Monday, September 24, 2007

Why You Don't Need More Punctuation Marks

As promised, I am writing about lesser-known punctuation marks again. While I am a fan of the interrobang, as posted in yesterday’s ramblings on obscure punctuation marks, I doubt the need for the sarcasm and irony marks in more formal writing.

If you mean your piece to be humorous, whether through sarcasm or a more direct way, your words should carry that meaning. When you feel the need to use a mark to tell your reader that you are “just kidding” either you have not written well enough to make your point clear or you are insulting the intelligence of your reader. Smilies or their punctuation equivalent cannot replace clear, evocative writing in an article or fictional story.

During communication on fora and via instant messaging, however, those marks could be the difference between making yourself understood and upsetting someone needlessly.
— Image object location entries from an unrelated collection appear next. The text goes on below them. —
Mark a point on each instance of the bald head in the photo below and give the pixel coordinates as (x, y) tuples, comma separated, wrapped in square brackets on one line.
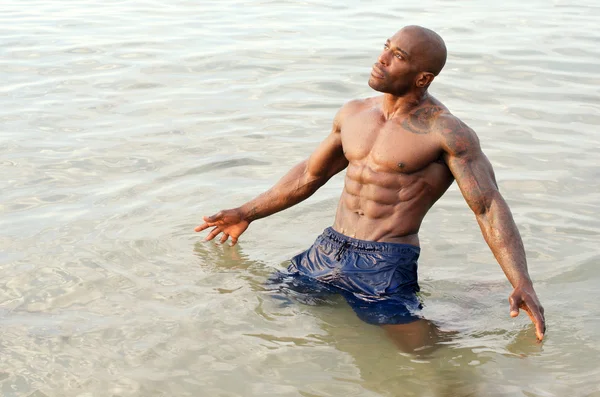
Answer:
[(427, 48), (409, 62)]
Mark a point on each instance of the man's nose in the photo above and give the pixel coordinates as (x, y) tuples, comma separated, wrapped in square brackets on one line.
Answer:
[(383, 58)]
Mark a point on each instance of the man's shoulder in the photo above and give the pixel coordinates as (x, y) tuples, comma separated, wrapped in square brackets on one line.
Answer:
[(359, 104), (455, 135), (354, 107)]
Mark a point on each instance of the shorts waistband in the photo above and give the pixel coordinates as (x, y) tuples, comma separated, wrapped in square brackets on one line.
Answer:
[(365, 245)]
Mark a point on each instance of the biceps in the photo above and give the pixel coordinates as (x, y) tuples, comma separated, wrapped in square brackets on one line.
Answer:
[(476, 180)]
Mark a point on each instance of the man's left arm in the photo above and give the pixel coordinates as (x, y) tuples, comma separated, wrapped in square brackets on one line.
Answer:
[(475, 178)]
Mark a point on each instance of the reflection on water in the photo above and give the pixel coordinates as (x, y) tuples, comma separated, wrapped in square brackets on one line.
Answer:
[(447, 367), (124, 122)]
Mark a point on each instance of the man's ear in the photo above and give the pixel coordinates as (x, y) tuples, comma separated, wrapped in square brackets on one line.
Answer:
[(424, 79)]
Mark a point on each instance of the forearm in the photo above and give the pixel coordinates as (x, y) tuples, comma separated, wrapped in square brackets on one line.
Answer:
[(297, 185), (502, 236)]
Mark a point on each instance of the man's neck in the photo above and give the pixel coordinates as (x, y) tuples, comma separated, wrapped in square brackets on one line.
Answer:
[(398, 105)]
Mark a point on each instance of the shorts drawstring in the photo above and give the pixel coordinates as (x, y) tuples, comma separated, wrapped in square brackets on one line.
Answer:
[(341, 251)]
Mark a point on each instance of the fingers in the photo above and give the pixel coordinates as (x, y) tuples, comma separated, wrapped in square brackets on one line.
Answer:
[(537, 318), (224, 238), (533, 309), (213, 218), (201, 227), (213, 233), (514, 306)]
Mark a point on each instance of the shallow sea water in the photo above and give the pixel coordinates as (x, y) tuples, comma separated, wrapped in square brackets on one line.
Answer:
[(122, 123)]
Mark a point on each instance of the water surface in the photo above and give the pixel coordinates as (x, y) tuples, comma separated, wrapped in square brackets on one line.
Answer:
[(122, 123)]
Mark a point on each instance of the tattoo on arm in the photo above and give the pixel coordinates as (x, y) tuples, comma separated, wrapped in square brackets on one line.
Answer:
[(419, 121)]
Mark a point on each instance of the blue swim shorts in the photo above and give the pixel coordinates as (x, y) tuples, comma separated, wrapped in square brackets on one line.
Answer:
[(378, 280)]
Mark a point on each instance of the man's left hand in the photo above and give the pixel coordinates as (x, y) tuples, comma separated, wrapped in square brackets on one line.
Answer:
[(525, 298)]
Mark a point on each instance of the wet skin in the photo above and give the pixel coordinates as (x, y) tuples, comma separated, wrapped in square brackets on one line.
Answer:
[(401, 151)]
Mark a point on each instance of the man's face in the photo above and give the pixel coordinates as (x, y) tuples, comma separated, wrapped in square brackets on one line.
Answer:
[(395, 72)]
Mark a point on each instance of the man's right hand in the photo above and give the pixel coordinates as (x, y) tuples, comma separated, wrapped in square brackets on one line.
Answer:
[(231, 223)]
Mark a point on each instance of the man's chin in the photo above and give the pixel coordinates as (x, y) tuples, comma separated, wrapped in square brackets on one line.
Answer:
[(376, 84)]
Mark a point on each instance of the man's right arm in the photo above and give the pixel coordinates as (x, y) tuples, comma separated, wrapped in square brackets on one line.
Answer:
[(297, 185)]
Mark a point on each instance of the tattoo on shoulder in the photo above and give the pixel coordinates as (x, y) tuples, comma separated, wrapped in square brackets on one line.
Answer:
[(419, 121), (458, 135)]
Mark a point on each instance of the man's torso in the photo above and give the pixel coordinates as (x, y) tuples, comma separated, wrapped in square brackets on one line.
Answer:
[(395, 172)]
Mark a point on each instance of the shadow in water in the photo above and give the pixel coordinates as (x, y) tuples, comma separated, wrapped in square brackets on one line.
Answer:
[(416, 359)]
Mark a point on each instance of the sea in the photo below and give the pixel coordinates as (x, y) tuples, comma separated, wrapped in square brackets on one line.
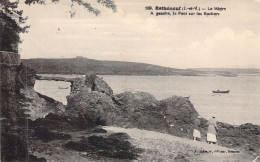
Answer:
[(241, 105)]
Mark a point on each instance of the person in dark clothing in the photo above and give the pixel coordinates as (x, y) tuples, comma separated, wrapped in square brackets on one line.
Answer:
[(196, 131)]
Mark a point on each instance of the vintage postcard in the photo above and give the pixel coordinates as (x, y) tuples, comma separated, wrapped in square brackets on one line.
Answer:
[(130, 80)]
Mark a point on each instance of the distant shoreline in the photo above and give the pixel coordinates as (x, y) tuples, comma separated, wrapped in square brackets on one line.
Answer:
[(82, 66)]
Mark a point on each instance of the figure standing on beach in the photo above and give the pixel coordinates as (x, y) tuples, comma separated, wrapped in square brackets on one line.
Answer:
[(196, 132), (212, 130)]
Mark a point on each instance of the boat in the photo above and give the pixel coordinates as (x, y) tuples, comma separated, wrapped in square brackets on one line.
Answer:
[(218, 91), (63, 87)]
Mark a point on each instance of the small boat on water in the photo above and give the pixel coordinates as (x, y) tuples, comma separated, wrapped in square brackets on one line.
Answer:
[(218, 91), (63, 87)]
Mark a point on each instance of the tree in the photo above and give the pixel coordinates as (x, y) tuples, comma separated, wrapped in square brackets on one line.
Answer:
[(11, 21), (10, 28)]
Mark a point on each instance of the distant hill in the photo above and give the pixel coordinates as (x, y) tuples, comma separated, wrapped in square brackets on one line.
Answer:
[(84, 65), (237, 71)]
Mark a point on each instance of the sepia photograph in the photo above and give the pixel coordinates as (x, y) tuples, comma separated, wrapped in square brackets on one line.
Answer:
[(130, 80)]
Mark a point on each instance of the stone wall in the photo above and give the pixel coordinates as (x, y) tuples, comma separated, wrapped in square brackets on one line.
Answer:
[(9, 58)]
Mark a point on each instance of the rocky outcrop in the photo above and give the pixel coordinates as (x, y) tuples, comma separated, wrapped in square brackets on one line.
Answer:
[(19, 103)]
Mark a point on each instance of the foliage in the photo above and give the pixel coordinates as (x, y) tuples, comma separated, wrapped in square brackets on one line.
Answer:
[(9, 28)]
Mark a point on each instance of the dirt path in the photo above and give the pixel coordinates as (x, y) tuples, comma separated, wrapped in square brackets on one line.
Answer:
[(164, 147)]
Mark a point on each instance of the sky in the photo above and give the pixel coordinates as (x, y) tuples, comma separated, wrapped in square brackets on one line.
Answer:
[(230, 40)]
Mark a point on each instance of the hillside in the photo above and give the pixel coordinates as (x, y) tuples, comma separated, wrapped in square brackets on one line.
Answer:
[(237, 71), (84, 65)]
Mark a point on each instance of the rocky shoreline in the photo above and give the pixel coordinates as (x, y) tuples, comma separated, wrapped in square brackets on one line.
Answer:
[(32, 123)]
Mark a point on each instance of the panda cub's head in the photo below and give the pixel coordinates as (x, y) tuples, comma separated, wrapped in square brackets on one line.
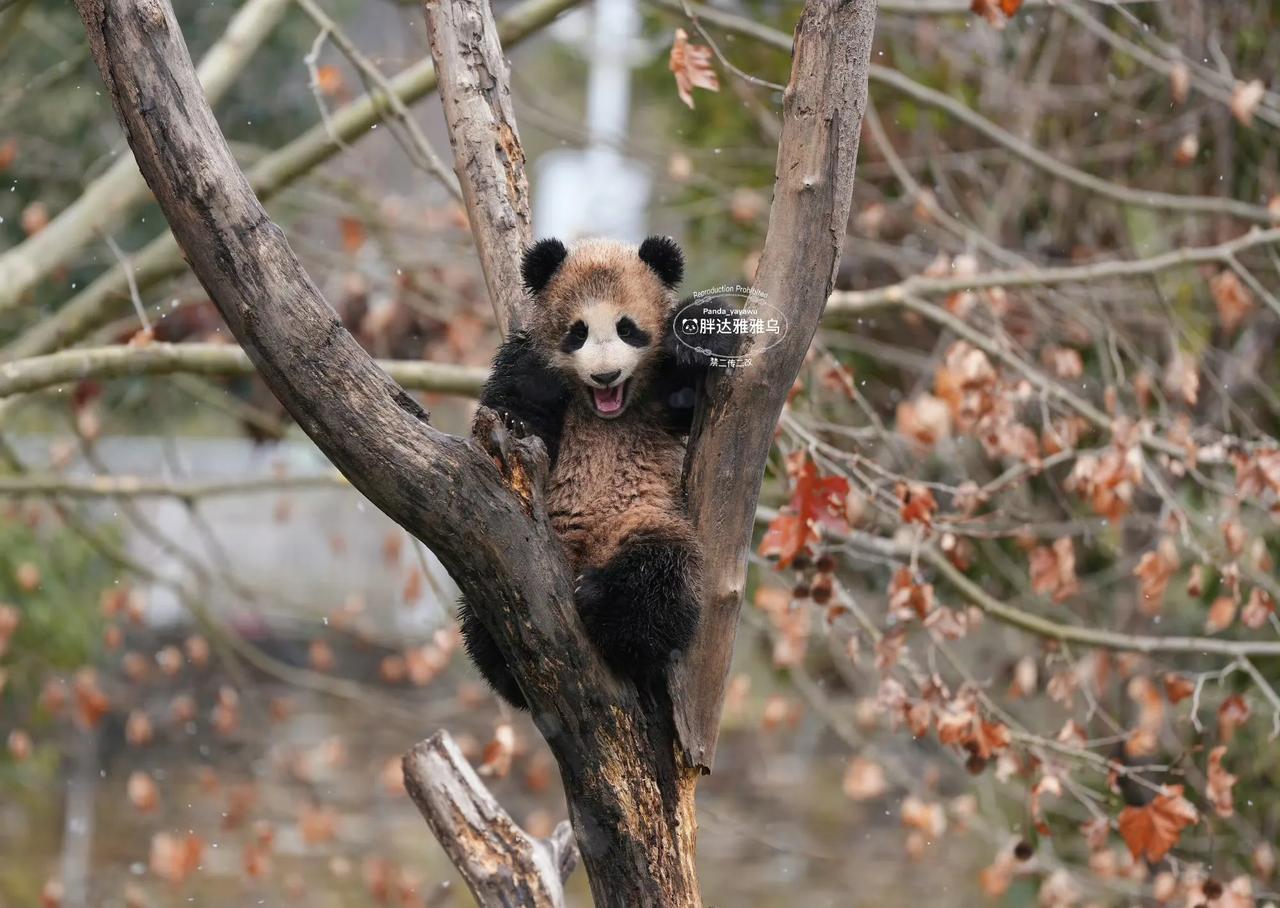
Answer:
[(602, 314)]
These media make down-and-dirty communication possible, but the temptation to post without proofreading for meaning and implication combines with the lack of physical and tonal clues to meaning to make sarcasm difficult to detect. Even e-mail can benefit from the clarity that such marks bring.

Articles and fiction that you mean for people to read months and years after their composition, however, require more finesse than a simple crooked exclamation point or tilde can provide. If you cannot create sentences and paragraphs that make clear your tongue-in-cheek take then work on your writing and build your vocabulary. More punctuation marks won’t strengthen your characters or descriptions.